Digitale e analogico, corpo e macchina. Che direzione prendono in Backwords questi dualismi?
Direi assolutamente fisica, nel senso che si tratta di un’esplorazione e di un modo di comporre che parte dal rapporto manuale con gli strumenti, siano essi un computer, un synth o una chitarra. Al centro c’è il bisogno di provare nuovi tools per scoprirne le potenzialità o riscoprire dei suoni. Questi dualismi prendono la forma di una ricerca. Sono un dialogo, che si fonda sul potere evocativo e sperimentale dell’improvvisazione.

Ripetizione e spazializzazione del suono, come vengono declinati in Tre?
Sono sempre stato affascinato dalla ripetizione, che è il concetto portante del Minimalismo americano tanto quanto di molta musica da club. La ripetizione non è mai un ritorno dell’identico, al contrario è una mutazione progressiva, che interviene sulla percezione fino all’estraniamento. In Backwords c’è questa attitudine; in Tre ho cercato da un lato di dilatarla riconducendola ad un automatismo, dall’altro di combinarla con delle sequenze che avessero tempi diversi, per creare una maggiore complessità. Per quanto riguarda il rapporto suono e spazio, per me è riconducibile sempre ad un approccio visivo. Quando esploro un luogo, industriale per esempio, vengo colpito da come rimbalzano i suoni. Nella mia mente questo processo si trasforma in un’immagine, che cambia a seconda del movimento, della dislocazione del corpo all’interno dell’ambiente.

In copertina incontriamo un artwork di Lovett/Codagnone: Stay Gold, che poi è il nome di una traccia dell’album. Che relazione c’è tra le due opere?
Lovett/Codagnone è un duo artistico che ha sempre insistito sulla forza della parola, integrandola in un discorso più ampio sulla relazione tra potere e “tattiche di resistenza”. L’opera che hanno realizzato per il disco voleva sottolineare l’importanza dell’autenticità, in un contesto come quello contemporaneo in cui si manifesta una tendenza opposta, cioè l’adeguamento dei messaggi ai contenitori. Una consuetudine che porta ad un certo manierismo e conformismo. Stay Gold, che è una canzone che Stevie Wonder scrisse per il film di Francis Ford Coppola, I ragazzi della 56a strada, incarna metaforicamente questo spirito di ribellione.

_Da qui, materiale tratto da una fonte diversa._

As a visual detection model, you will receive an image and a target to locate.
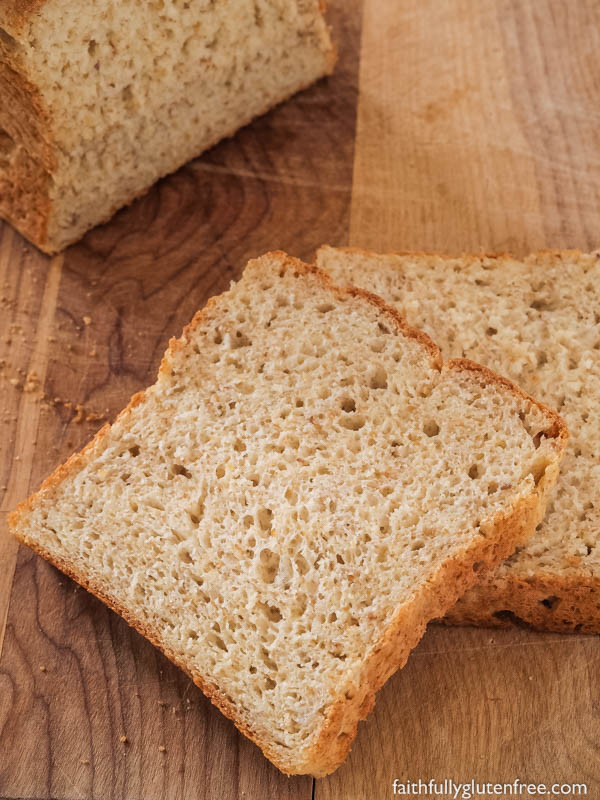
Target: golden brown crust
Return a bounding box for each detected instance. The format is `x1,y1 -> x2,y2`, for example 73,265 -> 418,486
0,0 -> 48,35
14,462 -> 545,777
317,244 -> 600,263
9,252 -> 564,776
309,444 -> 558,777
442,573 -> 600,634
0,60 -> 56,252
445,358 -> 569,447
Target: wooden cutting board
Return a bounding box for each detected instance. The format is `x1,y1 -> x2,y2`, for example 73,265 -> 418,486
0,0 -> 600,800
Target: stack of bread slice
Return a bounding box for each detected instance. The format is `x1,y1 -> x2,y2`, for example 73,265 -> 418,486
10,253 -> 567,776
317,247 -> 600,633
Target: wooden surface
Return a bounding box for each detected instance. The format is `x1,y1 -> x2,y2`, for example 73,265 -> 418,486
0,0 -> 600,800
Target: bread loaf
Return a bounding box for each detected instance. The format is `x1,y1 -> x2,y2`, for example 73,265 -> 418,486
0,0 -> 335,253
318,248 -> 600,633
10,253 -> 566,776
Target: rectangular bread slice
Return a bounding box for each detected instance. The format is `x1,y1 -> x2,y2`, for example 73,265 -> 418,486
318,247 -> 600,633
10,253 -> 567,776
0,0 -> 335,253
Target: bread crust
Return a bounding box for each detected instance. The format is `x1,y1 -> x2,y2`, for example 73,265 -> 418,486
9,251 -> 567,777
442,573 -> 600,634
0,59 -> 57,252
317,244 -> 600,264
0,0 -> 337,255
320,245 -> 600,634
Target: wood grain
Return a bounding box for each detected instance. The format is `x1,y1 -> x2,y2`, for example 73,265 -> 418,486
0,0 -> 600,800
315,0 -> 600,800
0,0 -> 361,800
350,0 -> 600,254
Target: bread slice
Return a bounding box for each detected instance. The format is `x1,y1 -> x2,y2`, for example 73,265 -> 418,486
0,0 -> 335,253
318,248 -> 600,633
10,253 -> 566,776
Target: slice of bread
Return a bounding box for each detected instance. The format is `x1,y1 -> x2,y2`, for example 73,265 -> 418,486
10,253 -> 567,776
318,248 -> 600,633
0,0 -> 335,253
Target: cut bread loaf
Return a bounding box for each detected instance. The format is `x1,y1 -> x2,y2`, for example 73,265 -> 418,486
318,248 -> 600,633
10,253 -> 567,776
0,0 -> 335,253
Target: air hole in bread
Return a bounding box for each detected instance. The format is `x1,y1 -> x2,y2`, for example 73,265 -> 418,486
258,547 -> 279,583
369,367 -> 387,389
340,414 -> 366,431
540,594 -> 560,611
206,632 -> 227,652
340,397 -> 356,414
172,464 -> 192,478
256,508 -> 273,533
423,419 -> 440,438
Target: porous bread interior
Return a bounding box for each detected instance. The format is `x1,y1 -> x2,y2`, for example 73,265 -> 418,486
0,0 -> 334,250
318,253 -> 600,591
12,254 -> 557,772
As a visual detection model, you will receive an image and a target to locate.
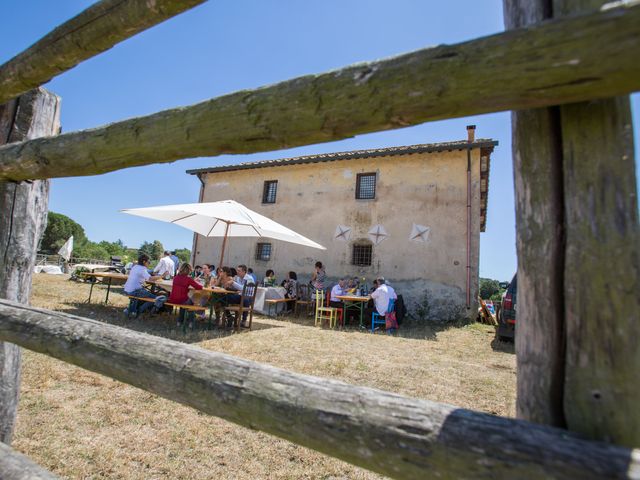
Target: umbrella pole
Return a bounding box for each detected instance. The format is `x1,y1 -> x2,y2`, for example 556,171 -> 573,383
218,222 -> 229,267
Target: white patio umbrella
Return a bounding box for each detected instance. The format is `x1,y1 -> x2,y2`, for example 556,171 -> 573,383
120,200 -> 326,266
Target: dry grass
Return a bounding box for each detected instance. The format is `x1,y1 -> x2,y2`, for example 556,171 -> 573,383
13,275 -> 515,479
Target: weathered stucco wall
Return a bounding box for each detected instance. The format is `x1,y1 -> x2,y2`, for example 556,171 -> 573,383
195,149 -> 480,320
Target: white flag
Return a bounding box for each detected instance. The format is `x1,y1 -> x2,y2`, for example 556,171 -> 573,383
58,235 -> 73,262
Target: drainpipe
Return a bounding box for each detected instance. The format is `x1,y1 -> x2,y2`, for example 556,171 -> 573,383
467,125 -> 476,309
191,173 -> 204,266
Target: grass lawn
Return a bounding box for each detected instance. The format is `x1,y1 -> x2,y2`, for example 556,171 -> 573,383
13,274 -> 516,479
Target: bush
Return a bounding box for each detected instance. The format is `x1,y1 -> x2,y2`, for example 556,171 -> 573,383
478,278 -> 500,300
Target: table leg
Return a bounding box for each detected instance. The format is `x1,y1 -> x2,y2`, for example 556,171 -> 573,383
104,277 -> 113,305
87,282 -> 96,303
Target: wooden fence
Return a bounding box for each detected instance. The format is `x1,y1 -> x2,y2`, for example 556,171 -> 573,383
0,0 -> 640,479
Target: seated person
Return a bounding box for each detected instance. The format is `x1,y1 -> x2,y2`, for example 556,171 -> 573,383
371,277 -> 398,330
232,265 -> 256,290
124,254 -> 167,317
247,268 -> 258,285
153,251 -> 176,278
329,278 -> 347,308
345,277 -> 360,295
169,263 -> 202,326
198,263 -> 215,288
282,272 -> 298,312
262,269 -> 276,287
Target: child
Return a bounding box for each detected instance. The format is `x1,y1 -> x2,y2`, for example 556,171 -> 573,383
262,269 -> 276,287
168,263 -> 202,328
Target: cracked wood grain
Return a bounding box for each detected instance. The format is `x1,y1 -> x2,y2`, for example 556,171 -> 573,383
0,89 -> 59,444
0,300 -> 640,479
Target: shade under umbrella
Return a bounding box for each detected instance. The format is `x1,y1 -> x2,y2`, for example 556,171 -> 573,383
120,200 -> 325,265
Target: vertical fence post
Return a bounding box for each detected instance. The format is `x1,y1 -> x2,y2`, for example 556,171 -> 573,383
553,0 -> 640,447
0,88 -> 60,444
504,0 -> 565,427
504,0 -> 640,446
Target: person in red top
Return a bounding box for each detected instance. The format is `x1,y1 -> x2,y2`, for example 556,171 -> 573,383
167,263 -> 202,325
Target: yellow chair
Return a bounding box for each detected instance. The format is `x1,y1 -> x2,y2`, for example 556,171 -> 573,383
315,290 -> 338,328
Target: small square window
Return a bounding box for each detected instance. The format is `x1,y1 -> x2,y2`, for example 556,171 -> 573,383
356,173 -> 376,200
256,243 -> 271,262
351,244 -> 373,267
262,180 -> 278,203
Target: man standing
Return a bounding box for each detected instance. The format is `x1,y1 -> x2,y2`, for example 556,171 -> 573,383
170,250 -> 180,275
153,250 -> 175,278
371,277 -> 398,317
224,265 -> 255,327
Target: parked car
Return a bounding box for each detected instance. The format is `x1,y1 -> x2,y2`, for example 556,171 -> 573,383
496,274 -> 518,340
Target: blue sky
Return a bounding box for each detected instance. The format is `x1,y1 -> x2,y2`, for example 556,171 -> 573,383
0,0 -> 640,280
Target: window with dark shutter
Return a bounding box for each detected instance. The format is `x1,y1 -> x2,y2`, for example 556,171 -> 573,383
351,243 -> 373,267
256,243 -> 271,262
356,173 -> 376,200
262,180 -> 278,203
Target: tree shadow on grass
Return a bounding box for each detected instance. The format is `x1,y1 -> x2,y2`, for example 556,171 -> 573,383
60,303 -> 282,343
491,335 -> 516,355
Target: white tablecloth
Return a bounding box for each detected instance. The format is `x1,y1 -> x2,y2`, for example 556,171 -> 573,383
253,287 -> 287,315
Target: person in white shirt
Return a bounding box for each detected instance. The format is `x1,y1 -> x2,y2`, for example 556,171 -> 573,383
153,252 -> 176,278
124,254 -> 167,317
371,277 -> 398,317
233,265 -> 256,291
225,265 -> 256,327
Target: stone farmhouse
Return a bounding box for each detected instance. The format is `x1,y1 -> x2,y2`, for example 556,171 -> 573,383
187,126 -> 498,320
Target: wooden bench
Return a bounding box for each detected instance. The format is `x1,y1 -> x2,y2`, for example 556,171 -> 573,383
128,295 -> 207,322
264,298 -> 296,316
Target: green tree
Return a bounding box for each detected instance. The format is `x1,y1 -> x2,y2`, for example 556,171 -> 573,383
98,240 -> 127,257
73,241 -> 111,260
176,248 -> 193,266
479,278 -> 501,300
40,212 -> 89,255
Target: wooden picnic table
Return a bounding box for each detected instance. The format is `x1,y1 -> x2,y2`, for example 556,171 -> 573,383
336,295 -> 371,327
82,272 -> 129,305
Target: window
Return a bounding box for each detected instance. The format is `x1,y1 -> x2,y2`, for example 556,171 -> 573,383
356,173 -> 376,200
262,180 -> 278,203
256,243 -> 271,262
351,243 -> 373,267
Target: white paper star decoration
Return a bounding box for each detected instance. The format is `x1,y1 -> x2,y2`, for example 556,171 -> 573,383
409,223 -> 431,243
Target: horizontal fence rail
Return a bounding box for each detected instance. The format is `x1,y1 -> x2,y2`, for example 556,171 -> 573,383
0,5 -> 640,180
0,0 -> 206,104
0,442 -> 59,480
0,300 -> 640,479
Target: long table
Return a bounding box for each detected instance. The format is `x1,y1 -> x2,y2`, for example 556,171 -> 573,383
82,272 -> 129,305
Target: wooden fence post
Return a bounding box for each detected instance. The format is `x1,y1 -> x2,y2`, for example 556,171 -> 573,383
505,0 -> 640,446
553,0 -> 640,447
504,0 -> 565,427
0,88 -> 60,444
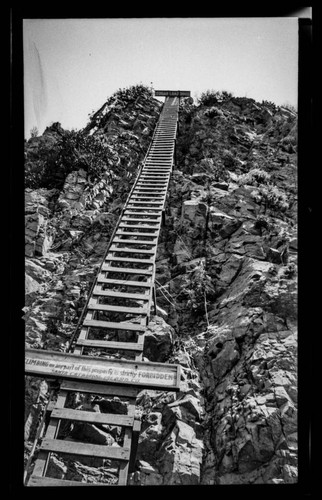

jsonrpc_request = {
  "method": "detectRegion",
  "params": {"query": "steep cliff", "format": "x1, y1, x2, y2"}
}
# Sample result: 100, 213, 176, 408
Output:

Lovett/Codagnone, Your Hero Is A Ghost

Lovett/Codagnone, Your Hero Is A Ghost

Da un punto di vista compositivo l’album è molto spezzato e sicuramente crepitante è l’aggettivo che più di altri riesce a inquadrarlo. Entrerei in dettaglio analizzando alcune tracce. Mi piacerebbe concentrami su Arpoon, PasDeChance e Post-Rider. Cosa mi racconti?
Arpoon è sicuramente il pezzo che comunica in maniera più immediata, quello più adatto ad essere considerato come un singolo. Parte con una specie di riff che ho realizzato con una batteria elettronica della Roland 808 e prosegue con una serie di cambi di intonazione. All’inizio è molto più meditativo e astratto, quasi ambient mentre nella seconda parte diventa più techno e riconducibile alla musica da club.
PasDeChance, nasce in parte dall’ascolto di Chance of Rain di Laurel Halo. Anche in questo pezzo c’è un elemento che si ripete continuativamente, una linea di basso un po’ acid su cui ho cercato di sovrapporre altro. Laurel Halo come molti americani parte da strutture molto classiche e poi si concede grandi libertà formali. In PasDeChance ho cercato di fare lo stesso, aggiungendo sia degli elementi di sintesi granulare, sia delle voci trattate in maniera sintetica, rintracciabili in molte produzioni recenti, come il footwork di Chicago.
Post-Rider parte da una registrazione di molti anni fa. Ero a Los Angeles per una perfomance con i Candidate, in una Chiesa che precedentemente era stata il quartier generale di Chàvez, dove lui si era trasferito in un periodo di esilio dal Messico. Nella Chiesa c’era un pianoforte che veniva utilizzato per le funzioni religiose e in un momento di pausa ho provato a suonarlo. Schiacciavo i pedali a vuoto e il rumore meccanico reverberava nella cassa e nello spazio. Mi piacque a tal punto che lo registrai e in Post-Rider è diventato il treno del pezzo, che segue sempre due movimenti, una partenza più dark e una fine più sognante, liquida e leggera alla William Basinski.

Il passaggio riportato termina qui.